Top Ten Tuesday is a weekly meme created by The Broke and the Bookish and now hosted by Jana at That Artsy Reader Girl.
The rules are simple:
- Each Tuesday, Jana assigns a new topic. Create your own Top Ten list that fits that topic – putting your unique spin on it if you want.
- Everyone is welcome to join but please link back to That Artsy Reader Girl in your own Top Ten Tuesday post.
- Add your name to the Linky widget on that day’s post so that everyone can check out other bloggers’ lists.
- Or if you don’t have a blog, just post your answers as a comment.
This week’s Top Ten Tuesday topic is Books I Hope Santa Brings/Bookish Wishes. I think it unlikely Santa will bring me any actual books although I may receive some gift cards. If that’s the case I can purchase some books from my wishlist which is a veritable snowstorm of historical fiction.

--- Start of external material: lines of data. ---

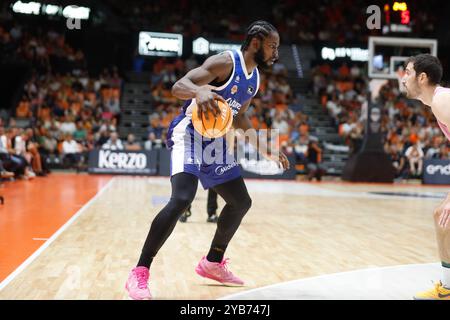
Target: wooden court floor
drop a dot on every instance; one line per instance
(294, 230)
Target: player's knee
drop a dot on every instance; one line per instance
(245, 204)
(180, 203)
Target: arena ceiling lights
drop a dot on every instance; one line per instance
(37, 8)
(160, 44)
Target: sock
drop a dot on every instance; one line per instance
(446, 275)
(215, 254)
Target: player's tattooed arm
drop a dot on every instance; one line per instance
(195, 83)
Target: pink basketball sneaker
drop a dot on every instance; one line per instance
(137, 284)
(217, 271)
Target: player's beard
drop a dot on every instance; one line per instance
(259, 59)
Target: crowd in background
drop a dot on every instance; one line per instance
(410, 131)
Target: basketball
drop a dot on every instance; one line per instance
(213, 127)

Links from each title will take you to the book description on Goodreads.
- Miss Veal and Miss Ham by Vicki Heywood – ‘At the heart of this intimate, moving and witty novel is a story of resilience, the dignity of love that cannot be spoken, and the challenges that come when the future no longer feels safe.’
- The Pretender by Jo Harkin – ‘historical fiction at its finest, a gripping, exuberant, rollicking portrait of British monarchy and life within the court, with a cast of unforgettable heroes and villains drawn from 15th century England’

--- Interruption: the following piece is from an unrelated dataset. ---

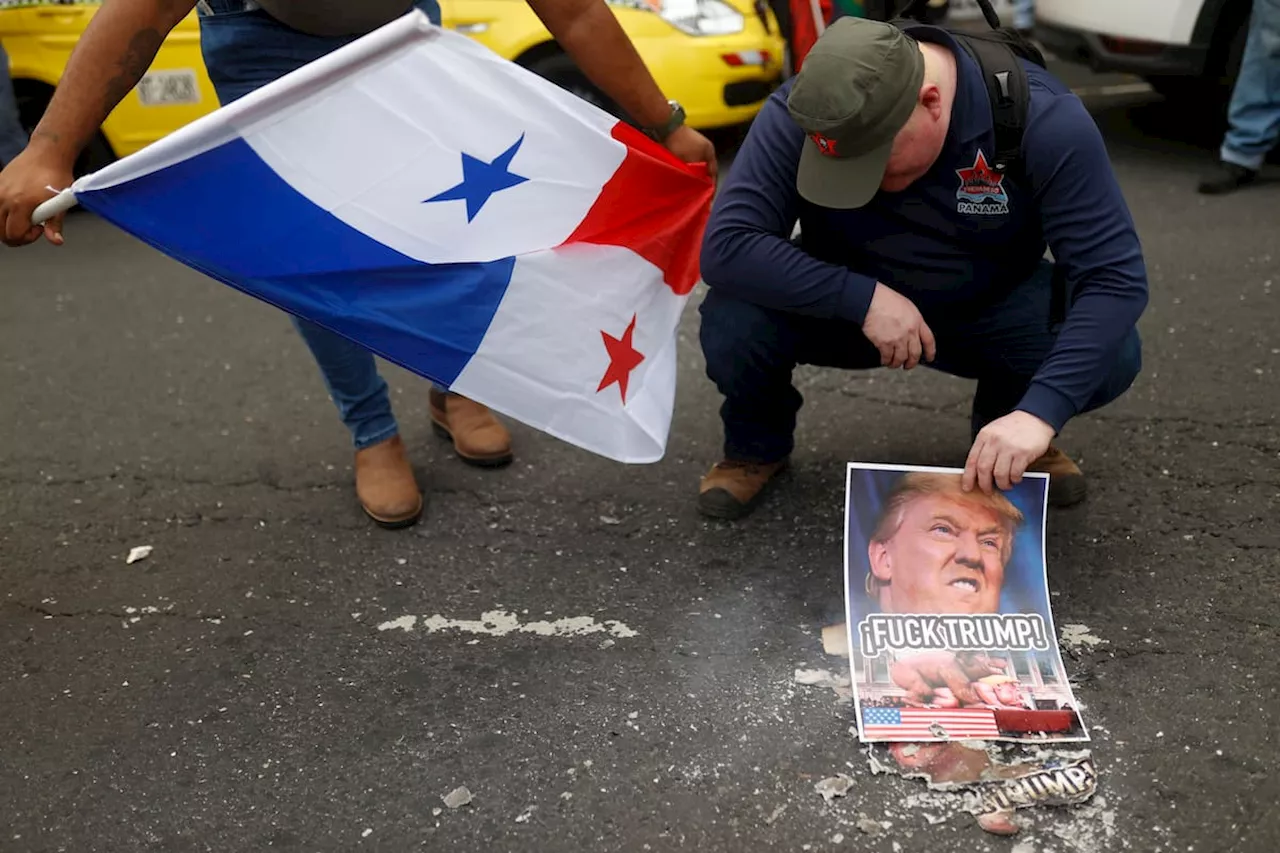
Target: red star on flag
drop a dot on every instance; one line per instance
(624, 359)
(981, 174)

- Smoke and Embers (Inspector Troy #9) by John Lawton – ‘a twisting plotline, crackling dialogue, characteristic humor, and the return of beloved characters’
- The Original by Nell Stevens – ‘There was a painting my family set on fire. It burned to ashes, and then it came back.’

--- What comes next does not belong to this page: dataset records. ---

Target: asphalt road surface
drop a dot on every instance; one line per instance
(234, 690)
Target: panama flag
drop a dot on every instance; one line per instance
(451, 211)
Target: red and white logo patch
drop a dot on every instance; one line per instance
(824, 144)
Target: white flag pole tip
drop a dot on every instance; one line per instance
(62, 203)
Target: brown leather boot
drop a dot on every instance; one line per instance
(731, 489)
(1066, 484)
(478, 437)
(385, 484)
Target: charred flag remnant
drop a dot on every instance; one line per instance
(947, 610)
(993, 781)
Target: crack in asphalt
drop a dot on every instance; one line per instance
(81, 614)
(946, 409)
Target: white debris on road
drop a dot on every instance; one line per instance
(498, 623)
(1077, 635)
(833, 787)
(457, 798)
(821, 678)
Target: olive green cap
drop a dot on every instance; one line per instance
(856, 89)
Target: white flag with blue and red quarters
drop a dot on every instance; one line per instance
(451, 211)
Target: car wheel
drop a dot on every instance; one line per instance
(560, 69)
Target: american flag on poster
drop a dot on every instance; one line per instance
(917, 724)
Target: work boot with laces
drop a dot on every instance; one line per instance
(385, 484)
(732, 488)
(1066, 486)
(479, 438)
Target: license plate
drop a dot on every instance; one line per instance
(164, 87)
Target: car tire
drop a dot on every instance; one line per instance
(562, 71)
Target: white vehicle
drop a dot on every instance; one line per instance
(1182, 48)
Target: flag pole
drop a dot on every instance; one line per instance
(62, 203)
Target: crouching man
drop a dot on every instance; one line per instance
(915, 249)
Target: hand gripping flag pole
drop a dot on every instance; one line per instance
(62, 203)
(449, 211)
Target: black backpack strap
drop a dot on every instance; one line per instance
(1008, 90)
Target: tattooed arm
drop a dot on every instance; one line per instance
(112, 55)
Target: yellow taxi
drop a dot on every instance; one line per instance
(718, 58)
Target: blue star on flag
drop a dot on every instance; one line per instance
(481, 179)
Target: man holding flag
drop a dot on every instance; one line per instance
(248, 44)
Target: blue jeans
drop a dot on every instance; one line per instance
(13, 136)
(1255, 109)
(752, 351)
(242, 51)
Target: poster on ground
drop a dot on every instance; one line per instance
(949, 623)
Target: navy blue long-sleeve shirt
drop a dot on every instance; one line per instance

- Hawthorn: A Scottish Ghost Story by Elaine Thomson – ‘For fans of Michelle Paver and Sarah Waters, the first in a haunting quartet of ghost stories set in the wilds of Scotland‘
- Greater Sins by Gabrielle Griffiths – ‘1915, the Cabrach, Aberdeenshire. An isolated Scottish community is disturbed by a strange discovery: a body in a peat bog, perfectly preserved’
- The Unrecovered by Richard Strachan – ‘Both unsettling and evocative, deeply atmospheric and brilliantly engaging The Unrecovered is an unforgettable historical debut inspired by a real life legend‘
- The Resurrectionist by A. Rae Dunlap – ‘a young medical student is lured into the underworld of body snatching in 19th-century Edinburgh … and unexpectedly falls in love’
- The Eights by Joanna Miller – ‘a captivating debut novel about sisterhood, self-determination, courage, and what it means to come of age in a world that is forever changed’
- The Winter Warriors by Olivier Norek, trans. by Nick Caistor – ‘Drawing on the real-life figures and battles of the Finnish-Soviet Winter War, The Winter Warriors is a riveting, heart-pounding, utterly epic historical thriller’
Have you read any of these? Which books are on your wishlist?